Looks like it might be an issue with the BS; I'll see if there's an initialization thing that my system doesn't mind.

hmm interresting, might be my g++... what version are you running?

hmm:

Code:

desired setpoint frequency? 406
BS: 4198398 M: 64 N: 0 OD: 2
Hex value: 3ffa002
 Resulting actual clock: 406.250000
 Error from desired clock: 0.061572 %
 Expected hashrate output: 208.000000 GH/s
 Best estimate timeout: 35

option 'freq_value'   '3ffa002'
option 'chip_freq'    '406'
option 'timeout'      '35'

seems like its adding ffa to edge cases

[sidehack]

I think you're right though, that the hex value isn't right. 3d06 comes out to 768.75 which is 384.375 * 2

It's somehow giving an OD of 2, which would actually make 3d07 I think, and actually get you 384.375MHz. But that violates BS constraints, because (2^2)*385 is not between 300 and 1000. I'll have to check over the parts that narrow the criteria.

[CHAOSiTEC]

I think you're right though, that the hex value isn't right. 3d06 comes out to 768.75 which is 384.375 * 2

It's somehow giving an OD of 2, which would actually make 3d07 I think, and actually get you 384.375MHz. But that violates BS constraints, because (2^2)*385 is not between 300 and 1000. I'll have to check over the parts that narrow the criteria.
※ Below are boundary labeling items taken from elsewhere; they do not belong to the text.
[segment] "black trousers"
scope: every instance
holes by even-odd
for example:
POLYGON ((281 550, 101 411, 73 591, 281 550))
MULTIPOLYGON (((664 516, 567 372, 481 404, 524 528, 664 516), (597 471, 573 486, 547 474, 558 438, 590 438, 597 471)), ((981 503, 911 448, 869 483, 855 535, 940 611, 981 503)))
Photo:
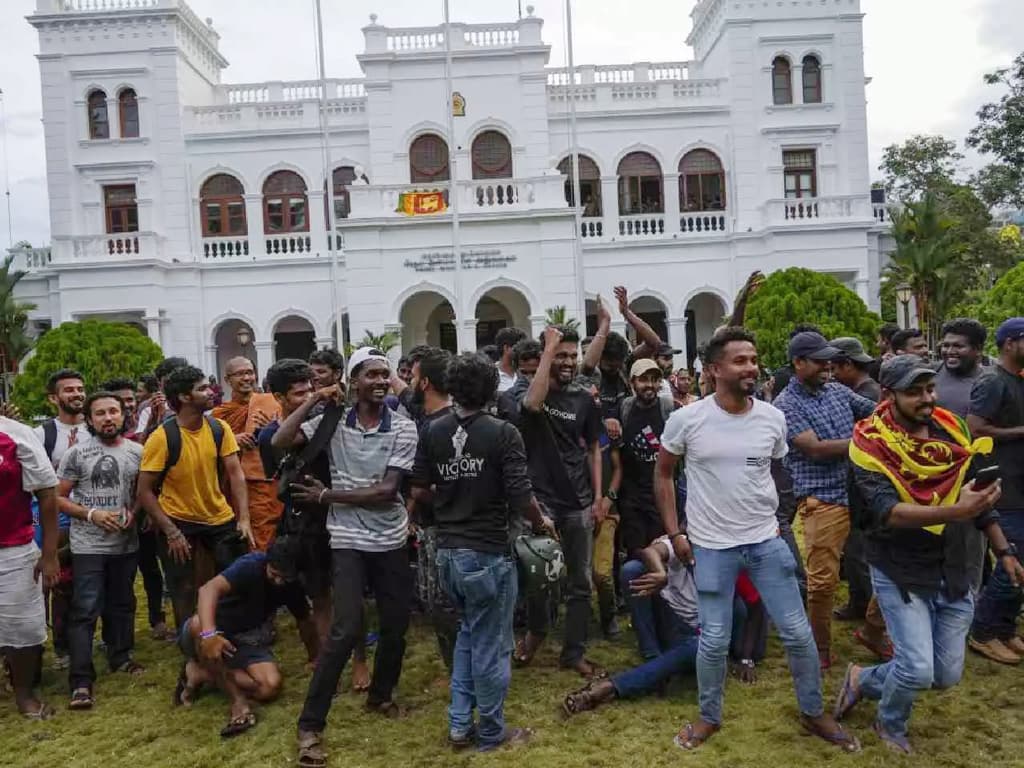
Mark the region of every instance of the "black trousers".
POLYGON ((331 699, 356 644, 366 635, 364 589, 369 585, 377 598, 380 639, 374 657, 374 679, 367 702, 391 700, 401 676, 406 655, 406 631, 413 603, 413 577, 404 547, 388 552, 336 549, 331 553, 334 617, 327 646, 309 681, 306 701, 299 716, 299 729, 323 731, 331 699))

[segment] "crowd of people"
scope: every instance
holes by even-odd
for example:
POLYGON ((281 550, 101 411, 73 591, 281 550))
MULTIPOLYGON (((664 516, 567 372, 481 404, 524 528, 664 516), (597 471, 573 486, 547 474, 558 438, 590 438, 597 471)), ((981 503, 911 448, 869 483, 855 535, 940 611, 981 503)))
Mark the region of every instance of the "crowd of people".
POLYGON ((92 392, 55 372, 54 418, 0 417, 0 647, 17 709, 54 714, 38 692, 47 643, 68 707, 97 706, 97 623, 111 674, 145 673, 139 573, 154 638, 181 655, 174 702, 222 691, 225 738, 279 694, 275 623, 291 614, 312 673, 302 768, 327 765, 346 667, 368 712, 402 717, 417 611, 451 674, 456 750, 528 740, 505 720, 513 667, 559 622, 558 664, 585 682, 567 716, 695 673, 684 750, 721 729, 730 670, 754 683, 772 632, 800 725, 844 752, 860 749, 841 721, 862 699, 883 742, 910 753, 915 697, 955 685, 968 647, 1020 664, 1024 318, 995 332, 994 359, 981 324, 946 324, 937 362, 920 331, 883 327, 874 357, 802 325, 773 373, 726 326, 691 371, 625 289, 615 299, 635 345, 598 302, 592 336, 504 329, 489 356, 424 346, 392 367, 323 349, 261 385, 238 357, 218 372, 222 401, 181 358, 92 392), (609 640, 629 614, 637 667, 588 655, 594 603, 609 640), (878 664, 850 664, 829 707, 836 622, 857 623, 878 664))

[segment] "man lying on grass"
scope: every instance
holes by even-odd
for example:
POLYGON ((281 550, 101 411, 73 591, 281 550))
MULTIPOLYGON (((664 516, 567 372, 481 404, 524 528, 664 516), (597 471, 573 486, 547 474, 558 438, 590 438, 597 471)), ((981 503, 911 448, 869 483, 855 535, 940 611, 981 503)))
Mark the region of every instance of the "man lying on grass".
MULTIPOLYGON (((641 560, 623 566, 624 586, 631 592, 633 625, 638 637, 649 634, 659 651, 639 667, 596 680, 562 702, 566 715, 579 715, 615 698, 639 698, 660 690, 675 675, 693 672, 697 659, 697 588, 693 567, 682 562, 668 537, 640 552, 641 560), (668 569, 666 569, 668 565, 668 569)), ((733 626, 733 671, 742 682, 755 682, 754 658, 764 646, 765 611, 745 572, 736 581, 734 610, 744 621, 733 626)), ((643 651, 643 648, 641 648, 643 651)))
POLYGON ((224 738, 256 725, 250 701, 270 701, 281 691, 281 670, 270 650, 272 620, 287 605, 298 623, 310 663, 317 636, 305 596, 296 581, 294 547, 279 538, 267 552, 236 560, 199 591, 198 612, 181 627, 178 646, 185 656, 174 702, 190 706, 206 683, 231 700, 224 738))

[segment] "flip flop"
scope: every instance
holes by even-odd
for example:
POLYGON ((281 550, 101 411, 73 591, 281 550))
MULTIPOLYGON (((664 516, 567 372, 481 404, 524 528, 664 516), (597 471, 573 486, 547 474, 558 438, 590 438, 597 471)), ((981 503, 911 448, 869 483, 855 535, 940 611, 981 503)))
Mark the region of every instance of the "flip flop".
POLYGON ((227 721, 227 725, 220 729, 221 738, 233 738, 256 725, 256 713, 247 712, 227 721))
POLYGON ((843 678, 843 687, 839 689, 839 696, 836 697, 836 709, 833 717, 842 720, 850 714, 851 710, 860 701, 860 691, 853 687, 853 668, 855 665, 849 664, 846 667, 846 677, 843 678))

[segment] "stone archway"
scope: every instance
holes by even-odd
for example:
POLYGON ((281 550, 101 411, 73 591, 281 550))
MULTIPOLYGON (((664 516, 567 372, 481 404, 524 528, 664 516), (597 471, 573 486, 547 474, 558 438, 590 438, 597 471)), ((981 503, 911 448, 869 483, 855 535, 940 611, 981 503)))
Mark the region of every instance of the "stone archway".
POLYGON ((518 328, 529 333, 529 301, 509 286, 497 286, 487 291, 474 308, 476 317, 476 348, 495 343, 503 328, 518 328))
POLYGON ((410 296, 402 302, 398 321, 401 323, 402 352, 419 344, 458 351, 455 310, 439 293, 426 290, 410 296))

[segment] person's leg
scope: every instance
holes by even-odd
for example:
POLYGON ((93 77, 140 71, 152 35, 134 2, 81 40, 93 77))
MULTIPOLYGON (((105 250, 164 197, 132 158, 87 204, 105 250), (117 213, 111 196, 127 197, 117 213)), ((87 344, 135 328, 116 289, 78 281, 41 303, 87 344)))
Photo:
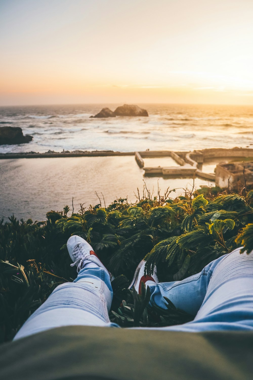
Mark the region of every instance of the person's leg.
MULTIPOLYGON (((75 244, 72 245, 73 250, 75 244)), ((73 261, 77 256, 74 255, 73 261)), ((110 322, 108 316, 113 297, 109 272, 95 256, 87 258, 81 252, 79 257, 82 260, 77 259, 76 263, 77 279, 57 287, 28 318, 14 340, 61 326, 118 327, 110 322)))
POLYGON ((212 261, 199 273, 181 281, 159 283, 155 266, 151 276, 144 275, 145 262, 141 261, 137 267, 129 288, 134 287, 140 291, 141 283, 148 286, 151 293, 149 306, 158 306, 167 309, 166 297, 176 307, 196 315, 204 300, 212 274, 218 263, 226 255, 212 261))
POLYGON ((162 286, 161 291, 163 284, 154 287, 152 302, 162 304, 163 294, 177 307, 195 312, 196 299, 198 304, 201 302, 191 322, 157 328, 189 332, 253 330, 253 251, 241 255, 240 249, 222 256, 218 262, 210 263, 207 266, 210 275, 204 277, 201 272, 195 280, 192 276, 181 282, 182 286, 179 283, 171 287, 162 286), (191 306, 192 303, 194 308, 191 306))

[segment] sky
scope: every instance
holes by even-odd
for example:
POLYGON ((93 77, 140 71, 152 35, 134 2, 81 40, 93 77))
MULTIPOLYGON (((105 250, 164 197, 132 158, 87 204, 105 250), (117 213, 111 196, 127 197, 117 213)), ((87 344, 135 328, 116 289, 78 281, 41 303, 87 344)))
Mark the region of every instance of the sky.
POLYGON ((253 0, 0 0, 0 105, 253 104, 253 0))

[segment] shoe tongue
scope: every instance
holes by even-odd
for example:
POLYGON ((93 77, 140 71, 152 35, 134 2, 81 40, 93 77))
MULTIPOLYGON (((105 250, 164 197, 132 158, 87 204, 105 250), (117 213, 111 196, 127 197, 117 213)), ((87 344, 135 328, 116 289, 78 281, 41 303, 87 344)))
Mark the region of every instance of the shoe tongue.
MULTIPOLYGON (((100 259, 98 257, 98 256, 97 256, 97 255, 96 253, 95 253, 95 252, 94 252, 94 251, 90 251, 90 255, 94 255, 94 256, 96 256, 96 257, 97 257, 98 259, 99 259, 99 260, 100 260, 100 259)), ((100 260, 100 261, 101 261, 101 260, 100 260)), ((102 263, 102 262, 101 261, 101 262, 102 263)))

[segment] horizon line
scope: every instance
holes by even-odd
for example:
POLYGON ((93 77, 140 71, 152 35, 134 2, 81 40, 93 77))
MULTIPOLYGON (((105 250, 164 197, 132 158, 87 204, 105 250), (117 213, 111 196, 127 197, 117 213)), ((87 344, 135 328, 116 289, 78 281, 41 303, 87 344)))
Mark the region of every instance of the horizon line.
MULTIPOLYGON (((126 103, 124 102, 118 103, 41 103, 40 104, 1 104, 0 107, 38 107, 41 106, 79 106, 79 105, 102 105, 102 104, 134 104, 134 103, 130 102, 126 103)), ((184 105, 189 106, 234 106, 236 107, 253 107, 253 104, 236 104, 234 103, 159 103, 159 102, 151 102, 148 103, 139 103, 135 102, 140 104, 160 104, 162 105, 184 105)), ((137 105, 135 104, 135 105, 137 105)))

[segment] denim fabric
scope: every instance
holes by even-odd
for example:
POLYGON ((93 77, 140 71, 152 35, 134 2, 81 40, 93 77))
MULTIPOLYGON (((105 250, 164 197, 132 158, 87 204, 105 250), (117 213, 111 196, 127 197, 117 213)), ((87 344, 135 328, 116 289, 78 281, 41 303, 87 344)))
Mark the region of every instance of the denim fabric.
POLYGON ((211 276, 218 264, 226 256, 224 255, 211 261, 199 273, 181 281, 162 282, 149 286, 150 306, 166 309, 166 297, 178 309, 195 316, 204 301, 211 276))
POLYGON ((110 276, 103 268, 84 268, 73 283, 62 284, 28 318, 14 340, 61 326, 117 327, 108 310, 113 297, 110 276))
MULTIPOLYGON (((191 332, 253 330, 253 252, 241 255, 239 251, 214 260, 185 280, 150 286, 151 306, 166 308, 166 297, 195 316, 183 325, 154 328, 191 332)), ((108 317, 112 297, 108 272, 85 267, 73 283, 56 288, 14 339, 61 326, 118 327, 108 317)))
POLYGON ((163 329, 253 330, 253 252, 240 254, 240 249, 212 261, 198 275, 152 287, 151 304, 165 307, 164 296, 177 307, 196 313, 191 322, 163 329))

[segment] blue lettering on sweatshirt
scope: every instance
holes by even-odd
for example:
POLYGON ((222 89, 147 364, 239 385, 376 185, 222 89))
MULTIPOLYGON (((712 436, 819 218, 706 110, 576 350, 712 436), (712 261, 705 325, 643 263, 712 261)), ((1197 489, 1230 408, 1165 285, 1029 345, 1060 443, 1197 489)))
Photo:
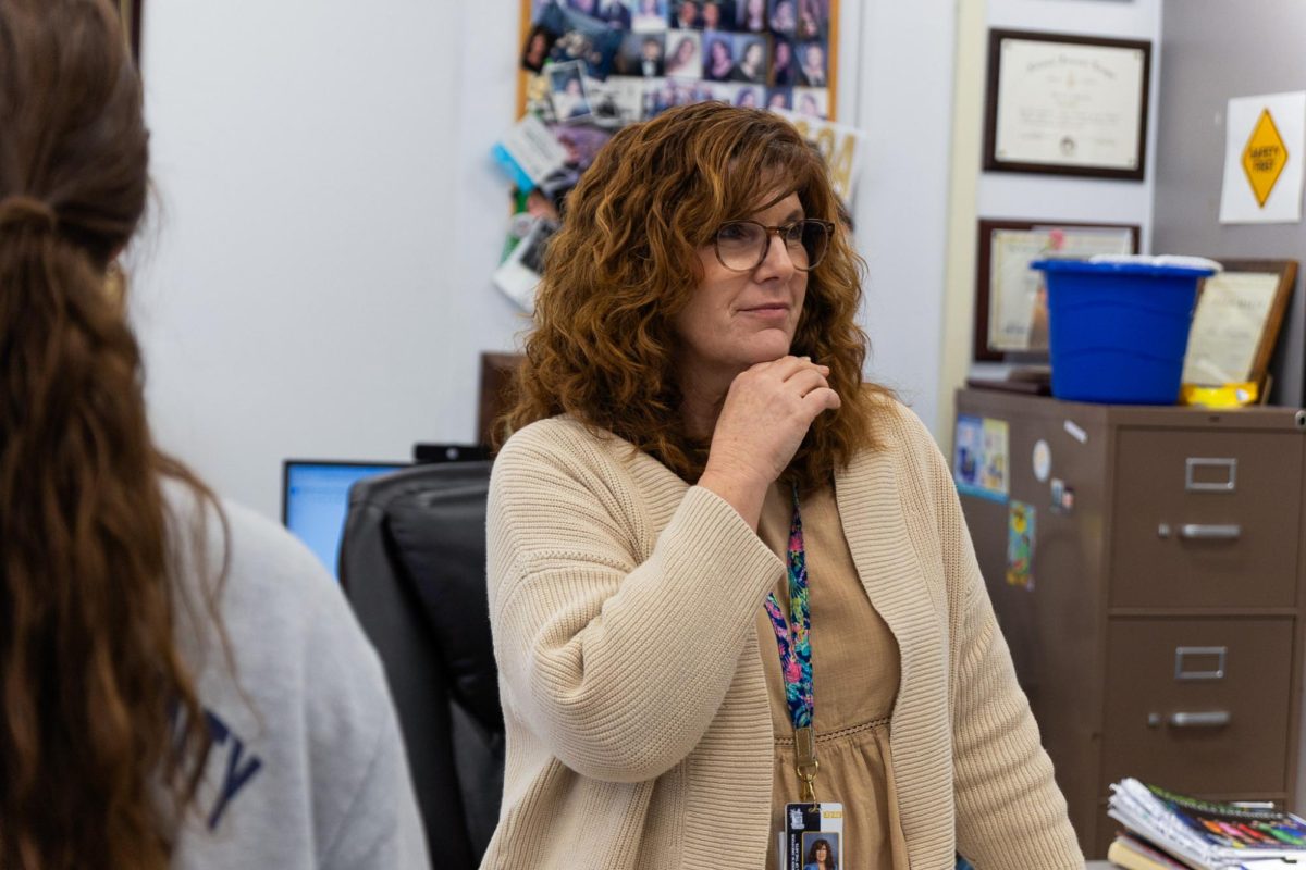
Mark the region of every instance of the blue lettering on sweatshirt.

the "funny" thing is, if you but in values that are divideable with 25 you do get the correct value in hex

[sidehack]

I'm thinking it's something with values over 300, because I've put in an aslo of numbers between 200 and 275 and it gave good data on all them.

Additionally, ignore that thing I said about 768.75MHz. I had transcribed the binary wrong; it does actually come out to the correct frequency. But an OD of 2 is impossible for frequencies above 250MHz. I reckon that's where the issues lies; I need to put in an extra check for that condition.